Hepatitis C virus is one of the most common causes of chronic liver disease and one of the principal indications for liver transplantation. Its prevalence and worldwide incidence varies, although there may be some similarities between different regions. Worldwide, the prevalence has been estimated to be approximately, 2.35% or 160 million infected people.1

In Mexico, the prevalence of HCV infection has been estimated to be between 1.2 and 1.5%.2,3 Considering the current population of our country, 112 millions,4 and the age group older than 20 years (69 million), approximately 1 million are chronically infected with HCV. Furthermore, according to the natural history of HCV infection, 20 to 30% (200,000 to 300,000) of these patients can be expected to progress to liver cirrhosis. In addition, HCV is one of the leading causes of end-stage liver disease requiring liver transplantation. Major centers report that nearly 25-30% of their candidate pools consist of hepatitis C virus-infected patients.5 The pessimistic estimates mentioned regarding the prevalence of active HCV infection, and the proportion who might progress to cirrhosis, could be improved if those hepatitis C patients could be diagnosed and receive medical treatment in a timely manner. Moreover, excluding patients with compensated cirrhosis from treatment would reduce considerably the potential benefit on disease morbidity and mortality. Nowadays the combination treatment (pegylated interferon and ribavirin) achieve, at best, a sustained virologic response (SVR) in about 54 to 56% of treated cases.6 Fortunately, with the new drugs available for the treatment of hepatitis C infection, such as direct-acting antiviral agents (DAA), the SVR will increase dramatically. The two first-generation protease inhibitors, boceprevir and telaprevir, have recently been approved for the treatment of chronic hepatitis C genotype 1. Triple therapy comprising pegylated interferon-α, ribavirin and boceprevir or telaprevir increases SVR rates to ~70-75% and shortens treatment duration in ~½ of treatment-naïve patients with chronic hepatitis C genotype 1.7,8 The SVR rates in treatment-experienced patients depend on the response to previous treatment, ranging from > 80% in previous relapsers to ~40% in previous non-responders.9

Now, what would happen if patients with HCV infection could not receive medical treatment for different reasons, including economic? Firstly, they would develop cirrhosis after a mean period of 20 years, and 1-4% of them would develop hepatocellular carcinoma annually (HCC) 30 years after infection.10,11 At present, in the United States with a total population of 313,592,613,12 more than 16,000 patients are listed for liver transplantation on the United Network for Organ Sharing (UNOS) list, whereas approximately only 5,000 liver transplantations are performed per year. In adults, 40% of liver transplantations are performed for HCV cirrhosis. Unfortunately, contrary to what happens in the United Sates, in Mexico we have not accurate analyses to predict the number of liver transplantations that are needed. However, if we consider that the prevalence of hepatitis C in the United States is similar to that found in Mexico, we can infer that in Mexico, with population of 112 million, around 1,500 liver transplantations per year would be needed.

The picture is complicated, since currently the approximately cost of a liver transplant in Mexico is USD 150,000. Considering that 40% of them could be due to infection by HCV, it would require a total of 600 cases with a total cost of USD$ 90,000,000 per year. Even after liver transplantation, it is important to mention that recurrent HCV infection occurs universally in patients undergoing liver transplantation for chronic HCV disease and they also need to be treated. In fact, twenty to forty percent of patients with recurrent HCV infection post-liver transplantation develop cirrhosis in 5 years. Decompensation occurs in 40% of these patients with cirrhosis within 1 year, and half of these patients die in the following year.

Considering all this information together we can say that HCV infection is a huge social, economic and public health problem for Mexico.

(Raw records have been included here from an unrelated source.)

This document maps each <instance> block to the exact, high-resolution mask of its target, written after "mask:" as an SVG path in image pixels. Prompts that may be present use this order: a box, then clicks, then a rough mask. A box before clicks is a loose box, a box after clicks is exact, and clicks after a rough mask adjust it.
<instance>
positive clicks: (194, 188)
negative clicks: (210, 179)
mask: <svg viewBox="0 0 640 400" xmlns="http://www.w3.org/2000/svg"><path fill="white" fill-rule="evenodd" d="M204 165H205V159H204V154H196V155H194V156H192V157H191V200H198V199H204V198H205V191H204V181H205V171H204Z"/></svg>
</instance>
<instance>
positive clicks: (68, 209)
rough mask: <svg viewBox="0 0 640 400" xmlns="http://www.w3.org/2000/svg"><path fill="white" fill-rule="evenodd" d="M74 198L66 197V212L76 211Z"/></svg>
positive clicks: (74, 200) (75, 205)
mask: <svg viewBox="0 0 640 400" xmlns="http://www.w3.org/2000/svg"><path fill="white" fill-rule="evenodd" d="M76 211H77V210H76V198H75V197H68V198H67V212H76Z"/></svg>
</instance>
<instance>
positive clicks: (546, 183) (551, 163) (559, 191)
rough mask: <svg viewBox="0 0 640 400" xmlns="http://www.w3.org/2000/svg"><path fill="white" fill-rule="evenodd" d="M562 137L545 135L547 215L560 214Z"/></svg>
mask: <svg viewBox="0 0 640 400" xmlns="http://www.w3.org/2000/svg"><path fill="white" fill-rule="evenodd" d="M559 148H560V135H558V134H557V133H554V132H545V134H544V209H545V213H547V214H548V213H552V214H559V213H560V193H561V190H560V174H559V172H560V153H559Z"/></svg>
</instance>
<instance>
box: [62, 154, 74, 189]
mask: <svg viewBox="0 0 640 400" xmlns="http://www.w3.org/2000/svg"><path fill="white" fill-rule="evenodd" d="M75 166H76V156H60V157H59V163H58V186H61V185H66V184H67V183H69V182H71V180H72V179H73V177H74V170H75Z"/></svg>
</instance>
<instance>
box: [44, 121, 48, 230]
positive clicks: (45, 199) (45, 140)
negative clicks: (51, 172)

What we need to do? First, we need to screen appropriately all groups that are at high risk of infection with hepatitis C virus. Second, we need to treat the majority of infected patients in order to avoid and prevent the development of liver cirrhosis and its complications. A recent publication reported the cost-effectiveness of boceprevir or telaprevir for untreated patients with genotype 1 chronic hepatitis C.13 Third, we need to also treat those patients with compensated cirrhosis before a liver transplantation is required. This is a very important point because we can decrease or prevent the recurrence of HCV infection. Also, we can decrease the cost of medical treatment associated with the recurrence of HCV infection post-transplant, a cost that may include retransplantation.

In conclusion, HCV infection in Mexico can be considered a significant public health problem and we need to design strategies to better identify and treat a high percentage of patients with hepatitis C infection regardless of socioeconomic status. Currently, we have new drugs to treat our patients and access to these drugs must be implemented. The cost effectiveness of the medical treatment has been validated in other countries and there is no reason to believe that they would not be cost-effective in Mexico. Finally, we need at least five liver transplantation centers distributed across the country to successfully treat the majority of patients with de-compensated cirrhosis, not only from hepatitis C but from all causes of liver disease, that require a life-saving liver transplant.